Charlie with the long sought after cooler
Thursday, June 07, 2012
Working on 1-3 with Charlie
Today we had one of those lessons where even though it was in the 50s, by the time I got done, my hair was soaking wet in my helmet. i.e., a success.
Other than a few little bobbles, BN-A was fine - I made the same mistake I did in the show and hesitated in the trot to walk transition instead of committing, and I could have slightly improved the right trot to canter transition, but other than that it was rock solid and consistent and smooth. So fingers crossed for tomorrow.
For 1-3, we worked on improving the individual movements.
We started with some respectful transitions. Charlie was blowing me off just a tiny bit, so we did some walk-canter-walk transitions, and he got a smack with the whip if I gave the aid and he ignored it. After a frustrating 5 minutes or so, I realized it was easier if I smacked him just before he did whatever the bad thing was (blew me off, or down transition before I asked for it) and lo and behold everything went much more smoothly from that point forward. I can't feel them coming 100% of the time, but I can do something about it when I do feel them coming.
This helped us with lengthening and then with the collection back to regular canter at the end of lengthening. We'd do a lengthening on the long side, a 20 meter circle where I'd collect him back up, and then either a down transition or another lengthening. Once Charlie caught on to what I wanted (and that it varied), he paid attention instead of "guessing" and offering what was supposed to come next.
We also worked on the simple serpentine. I RIDE it (ride being the operative word there, instead of just pointing him in the direction I want him to go), with my inside leg forward, a soft seat, and just a touch on the forehand, so that he doesn't try to offer a flying change.
Then we worked on the canter-trot-canter transition across the center line, and again, if I actually ride each step, I get a smooth, flowing transition.
For the trot lengthening, that's going to be more of a long term project, so for the dressage show at the end of June, we're just going to ride what he's got (probably a 5) and make up for it on the other movements. I tend to kind of fling him forward and rush it, which is worse than just having it be a somewhat "meh" movement.

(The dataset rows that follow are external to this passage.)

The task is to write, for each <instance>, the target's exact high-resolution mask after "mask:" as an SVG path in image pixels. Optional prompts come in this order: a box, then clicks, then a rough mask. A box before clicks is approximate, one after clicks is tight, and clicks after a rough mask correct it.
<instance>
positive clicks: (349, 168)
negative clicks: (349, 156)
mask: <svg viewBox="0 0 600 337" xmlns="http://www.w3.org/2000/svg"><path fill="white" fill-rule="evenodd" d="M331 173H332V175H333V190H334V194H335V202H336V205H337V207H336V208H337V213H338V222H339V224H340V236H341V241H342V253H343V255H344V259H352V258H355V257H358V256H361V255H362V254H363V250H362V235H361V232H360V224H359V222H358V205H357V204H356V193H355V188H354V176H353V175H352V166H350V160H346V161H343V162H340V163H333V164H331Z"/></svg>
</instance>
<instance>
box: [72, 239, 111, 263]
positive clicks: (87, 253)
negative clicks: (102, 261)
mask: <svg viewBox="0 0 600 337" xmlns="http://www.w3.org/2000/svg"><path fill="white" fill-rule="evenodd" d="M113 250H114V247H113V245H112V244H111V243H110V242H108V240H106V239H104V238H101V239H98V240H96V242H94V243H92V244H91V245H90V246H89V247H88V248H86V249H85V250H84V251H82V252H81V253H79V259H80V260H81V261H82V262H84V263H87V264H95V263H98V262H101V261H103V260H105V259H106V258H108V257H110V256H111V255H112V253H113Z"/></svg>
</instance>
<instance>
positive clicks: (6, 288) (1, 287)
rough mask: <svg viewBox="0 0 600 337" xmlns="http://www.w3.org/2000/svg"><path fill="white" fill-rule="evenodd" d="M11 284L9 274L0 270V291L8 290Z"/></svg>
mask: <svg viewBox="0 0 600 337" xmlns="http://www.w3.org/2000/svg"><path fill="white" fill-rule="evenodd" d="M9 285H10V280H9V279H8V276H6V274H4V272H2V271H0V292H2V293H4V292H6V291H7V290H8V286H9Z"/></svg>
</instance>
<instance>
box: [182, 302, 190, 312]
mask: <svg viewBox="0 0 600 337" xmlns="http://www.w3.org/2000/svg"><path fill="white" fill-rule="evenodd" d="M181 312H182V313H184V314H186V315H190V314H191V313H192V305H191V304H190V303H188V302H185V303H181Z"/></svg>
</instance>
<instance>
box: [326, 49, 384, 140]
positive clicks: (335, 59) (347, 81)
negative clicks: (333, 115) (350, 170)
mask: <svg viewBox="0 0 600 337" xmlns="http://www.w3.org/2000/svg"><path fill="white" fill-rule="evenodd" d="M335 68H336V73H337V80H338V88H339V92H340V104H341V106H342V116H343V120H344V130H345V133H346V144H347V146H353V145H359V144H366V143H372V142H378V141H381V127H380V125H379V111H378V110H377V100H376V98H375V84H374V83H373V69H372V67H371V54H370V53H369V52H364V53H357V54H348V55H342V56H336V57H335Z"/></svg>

Oh! And for stretchy trot circle, he tends to get a little fast, so I ride him by halting with my inner thighs, kind of like thinking about asking him to walk.
We also started with the leg yield-shoulder in-leg yield exercise, which really helped for those first two movements, and on the two 10 meter circles, I need to learn my 10 meters better (I kept blobbing them out all big) and also have about three steps on the center line and clearly change the bend from left to right on those three steps. About half way through the leg yield, just think shoulder in, and that helps me put his hind leg back underneath him and keep his shoulders from leading. It's much harder going to the left than the right - which was the same on Willig, so it must be something about my confirmation.
For the long walk, I need to let my hips rotate (like bike pedals going around) so that I don't restrict his good stretchy walk.